Let $X$ be a (possibly singular) compact complex manifold of complex dimension $n$ and let $Y\subset X$ be a submanifold along we blow-up $X$. So we get a blow-down map $P:Bl_Y X\to X$.
Is $P^*: H^{2n}(X,\mathbb R)\to H^{2n}(Bl_YX,\mathbb R)$ an isomorphism?
So far I looked at the Mayer Vietoris sequence for $Bl_YX = (Bl_YX\setminus E) \cup E$, where $E$ is the exceptional divisor. We also call the corresponding intersection $Z$. If $X$ is non-singular, then $Z=S^{2n-1}$.
$Bl_YX\setminus E \simeq X\setminus Y$ and as $\dim Y \le 2n-2$, it follows that $H^{2n}(X) = H^{2n}(X\setminus Y)$ and $H^{2n-1}(X) = H^{2n-1}(X\setminus Y)$. Also, $\dim E = 2n-2$, so $H^{2n}(E)=H^{2n-1}(E) =0$.
Thus $$\to H^3(X) \stackrel j \to H^3 (Z)\to H^4(Bl_YX)\stackrel {i^*}\to H^4(X) \to 0$$ is exact.
Thus in order for $H^4(Bl_YX)$ to be isomorphic to $H^4(X)$, we need $j$ to be surjective.
But even so, this would only tell me that $i^*$ is an isomorphism. I am interested in $P^*$.
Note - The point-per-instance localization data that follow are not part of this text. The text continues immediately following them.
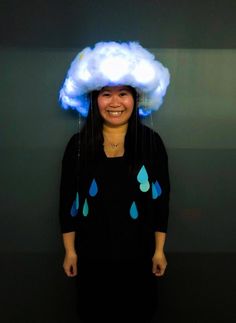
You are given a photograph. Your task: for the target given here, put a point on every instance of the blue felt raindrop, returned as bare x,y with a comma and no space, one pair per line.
158,188
85,208
77,201
134,211
73,210
93,188
144,187
142,176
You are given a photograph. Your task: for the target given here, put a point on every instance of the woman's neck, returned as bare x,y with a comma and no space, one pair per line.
119,130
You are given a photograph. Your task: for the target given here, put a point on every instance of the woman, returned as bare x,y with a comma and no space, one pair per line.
115,185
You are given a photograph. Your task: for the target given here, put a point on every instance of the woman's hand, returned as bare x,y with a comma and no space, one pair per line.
159,263
70,264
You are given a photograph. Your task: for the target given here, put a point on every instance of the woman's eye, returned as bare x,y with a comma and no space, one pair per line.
105,94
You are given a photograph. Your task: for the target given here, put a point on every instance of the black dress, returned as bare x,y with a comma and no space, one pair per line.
115,211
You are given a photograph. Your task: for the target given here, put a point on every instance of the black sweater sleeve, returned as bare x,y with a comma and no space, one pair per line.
68,186
160,175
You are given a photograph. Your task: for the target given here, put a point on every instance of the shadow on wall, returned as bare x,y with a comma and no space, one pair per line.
196,288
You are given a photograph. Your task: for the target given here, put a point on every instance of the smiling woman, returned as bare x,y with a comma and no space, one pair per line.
114,194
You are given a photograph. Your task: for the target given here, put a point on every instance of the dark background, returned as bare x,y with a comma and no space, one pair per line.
196,41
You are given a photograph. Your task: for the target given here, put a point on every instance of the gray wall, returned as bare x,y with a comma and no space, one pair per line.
38,40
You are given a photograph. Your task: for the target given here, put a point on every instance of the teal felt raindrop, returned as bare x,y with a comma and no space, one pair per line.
134,211
85,208
144,187
93,188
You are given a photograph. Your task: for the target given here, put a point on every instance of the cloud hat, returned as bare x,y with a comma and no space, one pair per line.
110,64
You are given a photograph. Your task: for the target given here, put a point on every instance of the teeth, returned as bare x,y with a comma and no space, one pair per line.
115,113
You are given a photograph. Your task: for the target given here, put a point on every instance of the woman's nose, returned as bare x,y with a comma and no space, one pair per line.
115,101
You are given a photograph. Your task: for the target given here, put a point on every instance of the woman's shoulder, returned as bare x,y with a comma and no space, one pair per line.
150,134
71,145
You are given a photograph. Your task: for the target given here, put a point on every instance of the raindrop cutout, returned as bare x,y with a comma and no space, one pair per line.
133,211
93,188
85,208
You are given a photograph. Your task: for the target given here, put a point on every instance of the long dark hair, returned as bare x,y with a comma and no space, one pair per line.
91,135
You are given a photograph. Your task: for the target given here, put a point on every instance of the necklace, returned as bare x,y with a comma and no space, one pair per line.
111,144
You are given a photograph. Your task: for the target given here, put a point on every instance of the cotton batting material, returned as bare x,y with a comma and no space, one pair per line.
111,64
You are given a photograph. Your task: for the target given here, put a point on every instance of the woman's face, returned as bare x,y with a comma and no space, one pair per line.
115,104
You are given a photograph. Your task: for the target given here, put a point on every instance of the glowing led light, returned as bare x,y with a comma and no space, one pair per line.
114,63
114,68
144,72
83,73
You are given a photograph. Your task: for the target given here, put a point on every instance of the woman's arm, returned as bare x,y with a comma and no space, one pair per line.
159,262
70,260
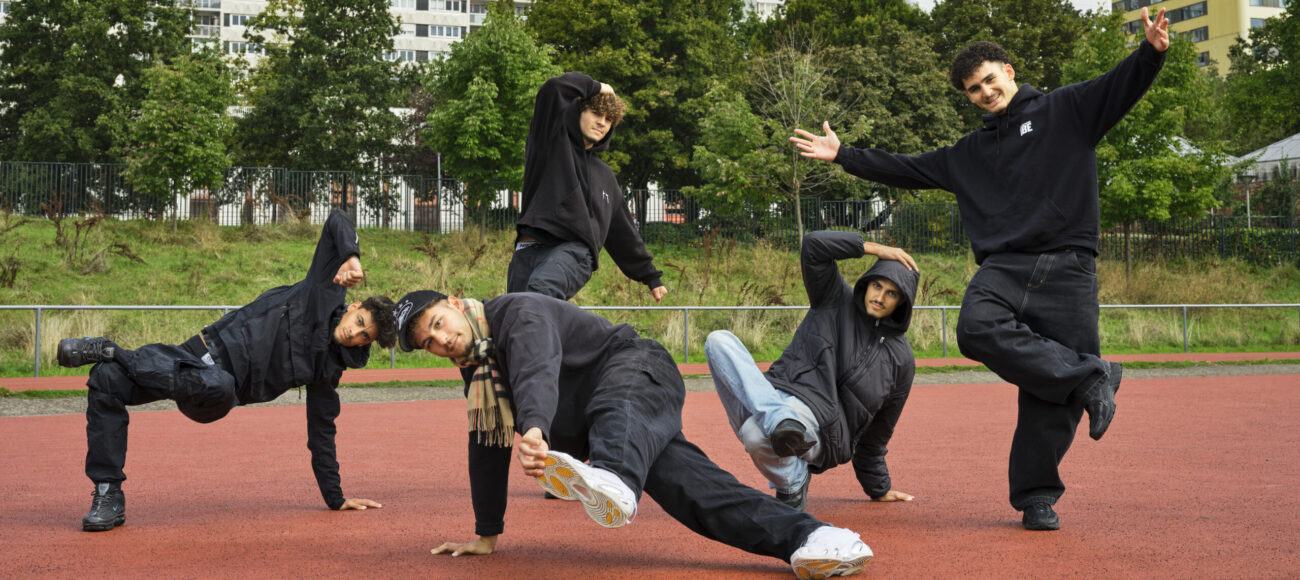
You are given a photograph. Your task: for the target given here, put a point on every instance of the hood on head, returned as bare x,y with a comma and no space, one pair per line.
572,125
906,281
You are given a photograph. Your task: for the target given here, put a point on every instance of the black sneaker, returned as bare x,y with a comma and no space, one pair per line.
107,510
1100,401
1040,516
798,500
789,440
81,351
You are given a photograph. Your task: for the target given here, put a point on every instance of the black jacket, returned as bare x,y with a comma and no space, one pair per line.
542,346
285,340
852,369
1027,181
570,194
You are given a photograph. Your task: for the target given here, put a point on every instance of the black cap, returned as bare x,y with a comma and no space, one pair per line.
408,308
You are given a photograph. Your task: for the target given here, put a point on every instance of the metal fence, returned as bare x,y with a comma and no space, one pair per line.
685,316
420,203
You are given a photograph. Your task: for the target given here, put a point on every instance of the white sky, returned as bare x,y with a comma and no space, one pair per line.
1080,4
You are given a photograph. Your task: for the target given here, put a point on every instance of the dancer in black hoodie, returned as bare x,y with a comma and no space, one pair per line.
571,203
836,393
572,384
1026,185
290,336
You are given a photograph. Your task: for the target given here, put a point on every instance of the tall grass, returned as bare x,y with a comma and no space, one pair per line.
198,263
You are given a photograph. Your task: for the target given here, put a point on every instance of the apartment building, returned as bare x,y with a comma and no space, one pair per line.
1213,25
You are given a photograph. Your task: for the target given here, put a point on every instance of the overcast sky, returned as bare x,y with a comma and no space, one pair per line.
1080,4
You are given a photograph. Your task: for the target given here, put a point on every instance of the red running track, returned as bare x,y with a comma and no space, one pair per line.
1196,479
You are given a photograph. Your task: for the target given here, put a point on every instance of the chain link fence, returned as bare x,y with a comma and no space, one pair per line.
420,203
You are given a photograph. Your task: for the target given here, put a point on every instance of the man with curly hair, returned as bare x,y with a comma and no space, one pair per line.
571,203
1026,186
290,336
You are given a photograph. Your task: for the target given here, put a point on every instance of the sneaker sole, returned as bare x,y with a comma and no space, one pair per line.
104,527
818,568
563,479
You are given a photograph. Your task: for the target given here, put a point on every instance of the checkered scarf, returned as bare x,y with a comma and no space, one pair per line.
490,414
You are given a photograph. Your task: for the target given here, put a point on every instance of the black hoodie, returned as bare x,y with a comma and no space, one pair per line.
285,340
1027,181
570,194
852,369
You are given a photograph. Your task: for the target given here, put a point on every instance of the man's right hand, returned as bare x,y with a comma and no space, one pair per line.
484,545
532,453
824,147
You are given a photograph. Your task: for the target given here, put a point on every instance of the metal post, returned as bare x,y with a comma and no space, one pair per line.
1184,328
944,332
685,334
38,342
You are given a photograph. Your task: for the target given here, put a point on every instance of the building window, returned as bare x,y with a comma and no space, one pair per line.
1188,12
1197,35
238,20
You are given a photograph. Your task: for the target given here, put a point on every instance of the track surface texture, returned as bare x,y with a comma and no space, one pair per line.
1196,477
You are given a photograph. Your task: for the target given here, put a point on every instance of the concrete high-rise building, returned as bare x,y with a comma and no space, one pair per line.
1213,25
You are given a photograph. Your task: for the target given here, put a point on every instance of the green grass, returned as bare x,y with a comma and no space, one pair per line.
198,263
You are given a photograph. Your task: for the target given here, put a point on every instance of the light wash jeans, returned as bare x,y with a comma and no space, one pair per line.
754,407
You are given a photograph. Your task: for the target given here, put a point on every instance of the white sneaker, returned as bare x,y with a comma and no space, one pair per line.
830,552
605,497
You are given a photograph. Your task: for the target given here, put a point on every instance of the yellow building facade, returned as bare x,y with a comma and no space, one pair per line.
1213,25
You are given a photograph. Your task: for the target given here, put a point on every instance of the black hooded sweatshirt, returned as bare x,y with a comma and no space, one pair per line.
285,340
1027,181
570,194
852,369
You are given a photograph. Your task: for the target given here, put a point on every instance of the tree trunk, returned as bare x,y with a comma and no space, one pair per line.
1129,259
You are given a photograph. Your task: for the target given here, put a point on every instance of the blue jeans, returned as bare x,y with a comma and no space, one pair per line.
1032,320
754,407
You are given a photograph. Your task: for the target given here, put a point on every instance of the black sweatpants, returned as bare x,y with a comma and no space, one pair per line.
629,423
1032,320
152,372
554,271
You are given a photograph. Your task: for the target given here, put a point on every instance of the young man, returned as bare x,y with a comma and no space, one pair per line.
837,390
577,386
1026,185
571,203
290,336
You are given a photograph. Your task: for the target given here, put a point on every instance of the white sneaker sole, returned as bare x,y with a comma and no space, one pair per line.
566,479
818,568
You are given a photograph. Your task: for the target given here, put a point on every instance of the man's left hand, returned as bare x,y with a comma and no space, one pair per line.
356,503
350,273
1157,31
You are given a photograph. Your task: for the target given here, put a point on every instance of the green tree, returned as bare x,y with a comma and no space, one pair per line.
482,104
662,57
1145,165
70,70
1039,35
744,154
177,141
1264,83
897,85
844,22
321,96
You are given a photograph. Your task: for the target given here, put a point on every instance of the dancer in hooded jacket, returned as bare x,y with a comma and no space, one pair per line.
1026,185
836,393
290,336
571,204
In the situation where $Y\subset X$ are both complex manifolds, this is true. As both $X$ and $Bl_YX$ are complex manifolds and all complex manifolds are orientable, both have top cohomology $\Bbb R$. So it suffices to show that $P^*$ is either injective or surjective on top cohomology in order to prove it is an isomorphism. We first note that $P_*: H_*(Bl_YX)\to H_*(X)$ is surjective, as $P$ is an isomorphism away from $Y$ and $Y$ is small. By duality, this gives us the injectivity required on the top piece of cohomology, and so $P^*$ is surjective and thus an isomorphism.